Fine - grained POS Tagging
Part-of-speech tagging (POS tagging) is the process of marking up a word in a text as corresponding to a particular part of speech, based on both its definition, as well as its context. POS-taggers play an increasingly important role in speech recognition, natural language parsing and information retrieval.

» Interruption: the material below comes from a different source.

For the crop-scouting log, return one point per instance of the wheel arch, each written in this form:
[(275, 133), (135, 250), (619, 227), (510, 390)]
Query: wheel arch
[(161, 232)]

In traditional grammars there were generally only a few parts of speech (Refer to Experiment 5). However, there is a need for further distinction within these categories. For example these tagsets distinguish between possessive pronouns (my, your, his, her, its) and personal pronouns (I, you, he, me). Knowing whether a word is a possessive pronoun or a personal pronoun can tell us what words are likely to occur in its vicinity. For Example , possessive pronouns are likely to be followed by a noun, personal pronouns by a verb.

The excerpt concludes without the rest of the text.